Acoustics Presentation
Acoustics Presentation
Acoustics Seminar
Music 21700
Paul Kozel
Edits and addendums, Jonathan Perl
All Fig. numbers are examples from An Introduction to the Creation of Electroacoustic Music, by Samuel Pellman
(out of print).
What is Sound?
Sound starts with the movement of an elastic medium (i.e. a string). The movement of this medium
(sound propagation) disturbs the surrounding air molecules, which creates regular and/or irregular patterns of
compression and rarefaction of these air molecules. Air molecules move toward each other during
compression and away from each other during rarefaction. High air pressure is created during compression while
low air pressure is created during rarefaction.
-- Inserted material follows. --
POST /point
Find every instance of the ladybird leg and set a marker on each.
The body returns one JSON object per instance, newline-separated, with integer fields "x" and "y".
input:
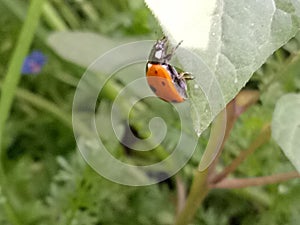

These compressions and rarefactions are called vibrations.
Vibrations travel to the ear where they are processed into perceptions of either noise or pitched sound or
combinations of the two.
Noise is created by irregular patterns of compression and rarefaction while pitched sound or frequency
is created by regular patterns of compression and rarefaction. These vibrations radiate in various directional
patterns at a constant speed of 1,130 feet per second (the speed of sound). The speed of sound is dependent on
the medium and the temperature of the medium. Sound will travel through 72 Fahrenheit dry air at 1,130
feet-per-second.
Irregular vibration = Noise
The Cochlea is the part of the inner ear containing several membranes, including the basilar membrane.
Sounds excite the fluid within the inner ear via the action of the stapes which are in contact with the oval window.
On the surface of the basilar membrane lies the Organ of Corti, which contains between 20,000 and 30,000
reedlike fibers/hairs, along its length, and these change properties: they are short and stiff at the start of the
basilar membrane, and become increasingly longer and less stiff further down the membrane.
Because of their variable stiffness and length, the hairs have different resonant frequencies. Nearer to the
middle ear, the shorter stiffer hairs will be excited by higher-frequency components of the sound. Further on
down the membrane, the longer looser hairs will be excited by lower-frequency components of the sound. The
basilar membrane fires electrical impulses based on these excitations. These impulses travel via the cochlear
nerve, which sends them on to the cerebral cortex of our brains. Our brains, in turn, have the amazingly
complex job of interpreting and making sense of the impulses arriving from the basilar membrane. Among the
most crucial interpretations is that of pitch: we can perceive specific identifiable pitches based on the location of
firing of nerve impulses from the basilar membrane.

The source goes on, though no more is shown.